The Beauty in Aging
Jack Gilbert, a "poet" whom I tend to scorn but who, sometimes, in a single line or two, moves me so much it physically hurts, wrote this -- in his poem "Ruins and Wabi":
"The Japanese think it strange we paint our old wooden houses when it takes so long to find the wabi in them. They prefer the bonsai tree after the valiant blossoming is over, the leaves fallen. When bareness reveals a merit born in the vegetable struggling.”
I've asked some Japanese people about "wabi" and, apparently, he's mistranslating it, despite the fact that he had a Japanese wife (which pretty much sums up my take on him), and yet...
If his version of "wabi" doesn't exist, it should.
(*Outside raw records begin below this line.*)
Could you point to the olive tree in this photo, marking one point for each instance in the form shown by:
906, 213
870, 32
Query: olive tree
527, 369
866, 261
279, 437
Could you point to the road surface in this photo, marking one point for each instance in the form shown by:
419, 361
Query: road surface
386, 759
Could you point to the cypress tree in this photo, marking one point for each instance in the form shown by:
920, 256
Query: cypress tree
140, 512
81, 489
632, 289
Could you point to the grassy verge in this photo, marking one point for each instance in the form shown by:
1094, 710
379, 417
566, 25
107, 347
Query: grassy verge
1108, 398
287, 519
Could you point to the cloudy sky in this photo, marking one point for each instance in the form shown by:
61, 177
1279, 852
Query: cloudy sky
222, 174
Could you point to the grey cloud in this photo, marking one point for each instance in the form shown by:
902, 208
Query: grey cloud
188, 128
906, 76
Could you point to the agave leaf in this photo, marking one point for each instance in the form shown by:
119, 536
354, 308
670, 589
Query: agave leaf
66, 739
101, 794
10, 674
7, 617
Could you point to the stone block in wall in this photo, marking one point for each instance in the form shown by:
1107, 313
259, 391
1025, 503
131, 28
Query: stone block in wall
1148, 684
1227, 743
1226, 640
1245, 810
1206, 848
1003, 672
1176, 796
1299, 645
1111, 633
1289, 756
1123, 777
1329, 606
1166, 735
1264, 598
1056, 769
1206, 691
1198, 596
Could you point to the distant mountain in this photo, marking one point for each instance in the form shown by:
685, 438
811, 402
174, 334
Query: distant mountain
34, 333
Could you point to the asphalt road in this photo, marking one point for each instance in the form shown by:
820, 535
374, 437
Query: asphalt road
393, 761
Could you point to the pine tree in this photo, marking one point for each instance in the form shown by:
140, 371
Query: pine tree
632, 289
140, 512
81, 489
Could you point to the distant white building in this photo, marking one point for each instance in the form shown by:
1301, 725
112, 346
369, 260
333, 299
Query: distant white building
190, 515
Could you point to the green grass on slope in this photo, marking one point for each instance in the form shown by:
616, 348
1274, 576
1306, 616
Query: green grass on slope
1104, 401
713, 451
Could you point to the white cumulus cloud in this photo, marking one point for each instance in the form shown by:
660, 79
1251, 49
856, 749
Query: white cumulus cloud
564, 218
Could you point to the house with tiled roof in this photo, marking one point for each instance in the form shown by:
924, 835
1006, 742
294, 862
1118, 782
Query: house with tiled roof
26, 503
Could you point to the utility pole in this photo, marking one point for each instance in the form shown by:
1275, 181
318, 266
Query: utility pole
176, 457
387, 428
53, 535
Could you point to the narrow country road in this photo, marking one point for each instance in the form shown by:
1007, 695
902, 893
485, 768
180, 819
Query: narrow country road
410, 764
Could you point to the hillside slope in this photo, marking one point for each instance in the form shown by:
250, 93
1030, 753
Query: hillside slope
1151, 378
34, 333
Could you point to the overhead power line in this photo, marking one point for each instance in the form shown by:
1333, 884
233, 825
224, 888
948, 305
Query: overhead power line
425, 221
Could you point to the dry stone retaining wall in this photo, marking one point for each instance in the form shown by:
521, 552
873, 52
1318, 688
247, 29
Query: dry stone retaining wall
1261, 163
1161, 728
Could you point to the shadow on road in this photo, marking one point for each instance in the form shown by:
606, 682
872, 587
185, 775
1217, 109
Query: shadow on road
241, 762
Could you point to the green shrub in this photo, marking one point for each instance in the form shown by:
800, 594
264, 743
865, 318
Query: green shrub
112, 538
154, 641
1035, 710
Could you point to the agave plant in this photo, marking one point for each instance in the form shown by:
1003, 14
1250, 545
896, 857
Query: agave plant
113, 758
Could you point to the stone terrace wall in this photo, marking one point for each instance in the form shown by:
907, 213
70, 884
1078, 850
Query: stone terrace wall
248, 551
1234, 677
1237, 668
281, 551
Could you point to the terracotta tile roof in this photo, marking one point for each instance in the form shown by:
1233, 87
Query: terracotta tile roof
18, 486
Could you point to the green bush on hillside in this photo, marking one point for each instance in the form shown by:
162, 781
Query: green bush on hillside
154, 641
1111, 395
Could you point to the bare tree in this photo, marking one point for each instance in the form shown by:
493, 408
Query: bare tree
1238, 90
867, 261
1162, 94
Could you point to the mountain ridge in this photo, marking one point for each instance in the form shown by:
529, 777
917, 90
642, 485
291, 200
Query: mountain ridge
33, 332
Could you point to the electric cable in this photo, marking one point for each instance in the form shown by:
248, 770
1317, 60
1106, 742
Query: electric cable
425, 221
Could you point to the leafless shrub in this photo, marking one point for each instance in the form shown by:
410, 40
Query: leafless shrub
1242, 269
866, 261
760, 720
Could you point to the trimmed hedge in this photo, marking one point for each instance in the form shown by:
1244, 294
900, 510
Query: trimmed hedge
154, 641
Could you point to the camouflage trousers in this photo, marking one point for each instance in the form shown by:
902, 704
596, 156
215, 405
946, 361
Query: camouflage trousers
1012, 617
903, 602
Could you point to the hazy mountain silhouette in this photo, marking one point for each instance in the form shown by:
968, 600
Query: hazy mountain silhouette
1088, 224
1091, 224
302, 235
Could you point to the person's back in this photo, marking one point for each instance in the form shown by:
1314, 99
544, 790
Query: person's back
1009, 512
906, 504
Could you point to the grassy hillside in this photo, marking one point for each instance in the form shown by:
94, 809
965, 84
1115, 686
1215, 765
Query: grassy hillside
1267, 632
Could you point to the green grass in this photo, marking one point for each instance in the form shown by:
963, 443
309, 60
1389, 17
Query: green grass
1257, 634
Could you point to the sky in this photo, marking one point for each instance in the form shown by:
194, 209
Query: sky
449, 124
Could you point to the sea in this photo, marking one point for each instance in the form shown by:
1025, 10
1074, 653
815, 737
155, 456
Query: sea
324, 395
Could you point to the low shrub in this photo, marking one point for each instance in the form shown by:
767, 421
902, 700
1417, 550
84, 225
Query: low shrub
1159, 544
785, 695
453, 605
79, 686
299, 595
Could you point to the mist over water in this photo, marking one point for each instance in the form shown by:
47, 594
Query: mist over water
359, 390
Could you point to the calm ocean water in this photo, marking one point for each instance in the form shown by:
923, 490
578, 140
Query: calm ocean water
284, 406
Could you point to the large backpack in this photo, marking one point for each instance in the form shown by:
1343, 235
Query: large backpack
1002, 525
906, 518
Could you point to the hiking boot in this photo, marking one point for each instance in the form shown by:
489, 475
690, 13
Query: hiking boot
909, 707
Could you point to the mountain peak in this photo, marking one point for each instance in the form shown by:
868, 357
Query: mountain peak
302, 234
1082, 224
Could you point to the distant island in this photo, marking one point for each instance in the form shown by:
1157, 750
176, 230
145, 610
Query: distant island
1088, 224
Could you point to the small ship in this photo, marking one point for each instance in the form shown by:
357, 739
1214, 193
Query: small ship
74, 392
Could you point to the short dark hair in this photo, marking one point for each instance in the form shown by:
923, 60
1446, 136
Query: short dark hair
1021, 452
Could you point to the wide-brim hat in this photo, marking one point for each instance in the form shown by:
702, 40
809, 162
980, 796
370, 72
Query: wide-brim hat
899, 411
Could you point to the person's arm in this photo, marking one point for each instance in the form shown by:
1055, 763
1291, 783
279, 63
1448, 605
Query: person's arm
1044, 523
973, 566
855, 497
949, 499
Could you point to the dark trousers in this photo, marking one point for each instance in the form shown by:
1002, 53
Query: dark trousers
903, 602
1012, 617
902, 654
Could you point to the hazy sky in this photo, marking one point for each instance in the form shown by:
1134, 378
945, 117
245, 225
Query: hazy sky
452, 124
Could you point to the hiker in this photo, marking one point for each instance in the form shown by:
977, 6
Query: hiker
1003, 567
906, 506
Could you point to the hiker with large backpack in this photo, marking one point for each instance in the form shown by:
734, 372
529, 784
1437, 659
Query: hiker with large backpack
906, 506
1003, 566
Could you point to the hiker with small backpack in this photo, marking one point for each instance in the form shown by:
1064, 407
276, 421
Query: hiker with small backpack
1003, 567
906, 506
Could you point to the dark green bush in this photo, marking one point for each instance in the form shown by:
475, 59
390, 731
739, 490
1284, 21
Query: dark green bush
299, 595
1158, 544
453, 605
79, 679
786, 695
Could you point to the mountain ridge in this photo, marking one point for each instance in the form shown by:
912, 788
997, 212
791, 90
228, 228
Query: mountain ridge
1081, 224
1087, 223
I will try to embrace this imagined wabi as my face continues to wrinkle, cuneiform letter by cuneiform letter, like the old Robert Redford's. I will try to remember it as I lose my strength, my flexibility, my memory, my recovery, my everything -- as Gilbert himself says (twice in his corpus), "small by small."
I am reminded of it when I look at the former Minister's Office in Yangon, now almost in rubble, though showing signs of reconstruction. Six years ago, it seemed deserted, but now I see laborers there on occasion and the odd wheelbarrow. But what moves me the most are the plants growing unbidden in the windowsills, along the rooftop -- as if the whole thing were a giant terrarium.
A man recently told me that shiitake grow effortlessly on fallen oak. So, as my back fails today to bend to the degree I think it should, and as I catch myself repeating the same story to the same listener -- and perhaps not for the first time -- I realize that, yes, there was a me that was oak, and there is or will be a me that is shiitake.
I'm not sure, but I think I can live with that.